Global retail sales were “well below” pre-Covid trend observed between 2017 and 2019. “Adjusted for base distortions, growth in underlying demand in China remains much below pre-pandemic trends; sales in the EU (European Union) and Japan have flat-lined since the end of 2021 and continue to fall away from the pre-pandemic path,” said the report called Global Retail Sales Monitor.

“Sales in the US, which were supporting global goods demand, have weakened in the last two months and are now just 0.9 per cent above the pre-pandemic path.”

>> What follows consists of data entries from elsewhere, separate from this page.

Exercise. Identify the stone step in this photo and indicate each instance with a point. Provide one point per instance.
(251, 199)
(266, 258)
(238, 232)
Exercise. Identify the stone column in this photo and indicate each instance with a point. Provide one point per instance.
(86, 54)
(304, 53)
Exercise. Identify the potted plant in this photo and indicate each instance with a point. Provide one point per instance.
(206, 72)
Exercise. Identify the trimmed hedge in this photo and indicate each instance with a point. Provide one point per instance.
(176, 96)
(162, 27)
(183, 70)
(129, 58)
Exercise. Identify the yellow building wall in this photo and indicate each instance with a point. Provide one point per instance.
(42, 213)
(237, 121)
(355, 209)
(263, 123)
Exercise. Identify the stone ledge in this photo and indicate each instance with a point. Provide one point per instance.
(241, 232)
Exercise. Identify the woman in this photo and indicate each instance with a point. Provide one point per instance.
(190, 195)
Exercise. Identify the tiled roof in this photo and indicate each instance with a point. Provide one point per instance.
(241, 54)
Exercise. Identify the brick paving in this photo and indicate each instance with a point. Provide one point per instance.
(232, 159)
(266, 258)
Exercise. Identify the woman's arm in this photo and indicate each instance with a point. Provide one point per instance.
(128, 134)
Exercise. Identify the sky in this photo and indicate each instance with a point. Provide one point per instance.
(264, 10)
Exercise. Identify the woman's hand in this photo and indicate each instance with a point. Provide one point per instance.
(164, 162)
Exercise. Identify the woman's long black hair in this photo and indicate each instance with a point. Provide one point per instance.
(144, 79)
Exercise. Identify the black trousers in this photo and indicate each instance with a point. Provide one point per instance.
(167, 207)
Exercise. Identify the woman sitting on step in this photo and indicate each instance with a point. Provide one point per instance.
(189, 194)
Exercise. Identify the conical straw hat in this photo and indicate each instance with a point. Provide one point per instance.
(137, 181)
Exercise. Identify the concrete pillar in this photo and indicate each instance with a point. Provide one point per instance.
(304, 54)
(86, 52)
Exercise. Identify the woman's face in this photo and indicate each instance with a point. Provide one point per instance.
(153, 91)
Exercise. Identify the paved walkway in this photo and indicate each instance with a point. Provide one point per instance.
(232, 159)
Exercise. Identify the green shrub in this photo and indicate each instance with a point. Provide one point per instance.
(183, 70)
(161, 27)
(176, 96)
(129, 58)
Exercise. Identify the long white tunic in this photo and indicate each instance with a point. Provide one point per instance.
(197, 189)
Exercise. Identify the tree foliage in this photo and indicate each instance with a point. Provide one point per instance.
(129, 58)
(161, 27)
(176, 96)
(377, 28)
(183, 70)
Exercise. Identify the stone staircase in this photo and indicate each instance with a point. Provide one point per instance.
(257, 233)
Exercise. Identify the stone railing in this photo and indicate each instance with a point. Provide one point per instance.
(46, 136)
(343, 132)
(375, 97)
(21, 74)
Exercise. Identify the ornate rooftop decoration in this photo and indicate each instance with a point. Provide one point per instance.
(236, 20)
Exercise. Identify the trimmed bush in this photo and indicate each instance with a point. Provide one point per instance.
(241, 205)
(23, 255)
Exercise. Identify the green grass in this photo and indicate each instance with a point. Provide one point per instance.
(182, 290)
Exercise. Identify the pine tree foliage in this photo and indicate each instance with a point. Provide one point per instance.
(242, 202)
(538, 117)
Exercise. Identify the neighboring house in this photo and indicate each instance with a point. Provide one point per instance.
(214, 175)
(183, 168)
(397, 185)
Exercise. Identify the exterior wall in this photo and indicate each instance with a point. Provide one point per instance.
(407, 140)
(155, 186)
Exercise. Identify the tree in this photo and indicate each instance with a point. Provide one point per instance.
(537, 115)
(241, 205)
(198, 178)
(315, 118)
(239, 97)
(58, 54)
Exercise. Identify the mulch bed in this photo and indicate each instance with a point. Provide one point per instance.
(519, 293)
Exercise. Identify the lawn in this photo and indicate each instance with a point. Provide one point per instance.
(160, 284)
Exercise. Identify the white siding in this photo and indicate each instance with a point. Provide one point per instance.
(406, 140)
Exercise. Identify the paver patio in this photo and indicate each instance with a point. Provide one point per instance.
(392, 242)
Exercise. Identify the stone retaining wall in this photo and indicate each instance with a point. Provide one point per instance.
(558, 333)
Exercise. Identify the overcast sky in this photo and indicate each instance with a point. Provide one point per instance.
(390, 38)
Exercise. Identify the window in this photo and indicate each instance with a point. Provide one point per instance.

In the US, the share of goods in total consumption increased to 37 per cent during Covid-19 from 32 per cent earlier. This was due to fiscal support boosting aggregate demand and lockdowns restricting services. Now, the share of goods has again fallen to around 34 per cent.

“Whether excess household savings in the US have been depleted or not depends on trend-growth assumptions, but rising delinquency rates on US credit card debt and growth in debt outstanding point to growing pressures in economically weaker segments, especially given persistently higher rates,” said the report.

Excess savings in the US are on track to be depleted by March 2025. “Not only has the goods-to-services demand switch reversed, but the fiscal boost to growth is now fading rapidly. With restocking unlikely to boost factory output, the global growth outlook is likely to weaken, in our view,” it said.